A la Justice de Paix de Rochefort d’abord puis au Tribunal du Travail de Namur désormais, sa tâche d’employé consiste à aider les magistrats.  » C’est l’ancien président de la JS Rochefort, Jacques Hutin, qui m’a mis le pied à l’étrier. Certains ont cru qu’une vie bien réglée de fonctionnaire ne me conviendrait pas. Au départ, ce fut dur car je n’avais pas d’horaires exigeants quand je me contentais d’entraîner des petits clubs : trois entraînements par semaine, en soirée, et le match du week-end, ce n’était pas assez pour meubler tout mon temps.  »

Il s’est réalisé dans son job, jongle avec les horaires de trains entre Namur et Beauraing, en Famenne, à la lisière du massif ardennais, où le clan Dardenne est presque aussi connu que la Vierge qui y est apparue en 1932. Les parents de Guy ont eu six enfants qui vivent tous dans la région. Papa de deux enfants, Grégory et Carine, grand-père de Thomas et de Lucie, Guy, qui ne compte que des amis dans tous les clubs où il est passé, a de quoi leur raconter des tas de contes personnels au coin du feu quand l’hiver frappe vigoureusement aux portes.

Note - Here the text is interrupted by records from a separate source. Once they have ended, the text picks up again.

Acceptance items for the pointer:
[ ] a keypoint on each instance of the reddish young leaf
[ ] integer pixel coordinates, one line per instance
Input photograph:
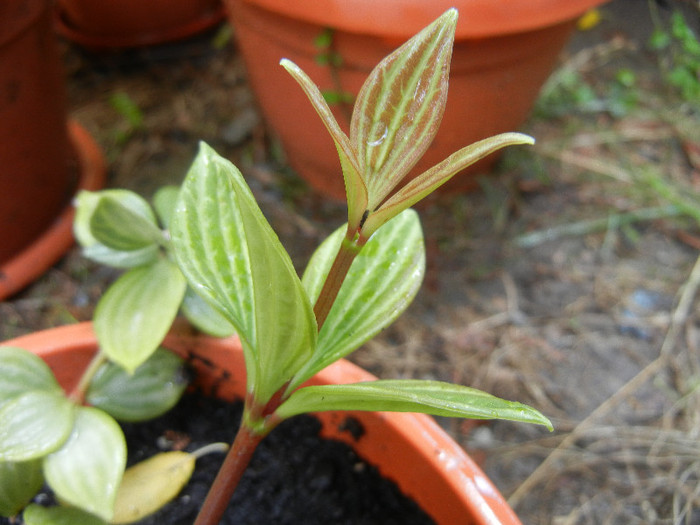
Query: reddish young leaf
(400, 106)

 » C’est à La Louvière que je me suis le plus amusé « , dit-il.  » Un sociétaire de D1 géré comme un club de provinciale. C’était carnaval après chaque victoire : j’ai adoré. J’ai joué avec de très bons joueurs, Wilfried Van Moer, Asgeir Sigurvinssson, Johan Boskamp et tant d’autres, mais un extra-terrestre était au-dessus du lot : Wlodek Lubanski, la super star polonaise que j’ai côtoyée à Lokeren.  »

Détenteur de 11 caps, ce superbe créateur de jeu a vécu ses plus belles saisons au Club Bruges (1981-84) :  » La première saison ne fut pas évidente et nous avons évité la descente de peu « , se remémore-t-il.  » Bruges m’avait transféré pour 200.000 euros du RWDM. Une belle somme à l’époque. J’étais international et connu mais pas pour le nouveau coach, Spitz Kohn qui me demanda au premier entraînement : – Et vous, à quelle place jouez-vous ? J’étais sidéré. Un peu plus tard, le légendaire Rik Coppens détailla longuement les missions de chaque joueur de l’équipe inscrite au tableau noir. Jan Ceulemans releva un problème :- Il y a 12 joueurs. Coppens s’empara d’une éponge et effaça dare-dare un nom au hasard. Le mien, dommage. Georg Kessler, lui, était un vrai coach. Il a relancé Bruges, que j’ai quitté top vite.  »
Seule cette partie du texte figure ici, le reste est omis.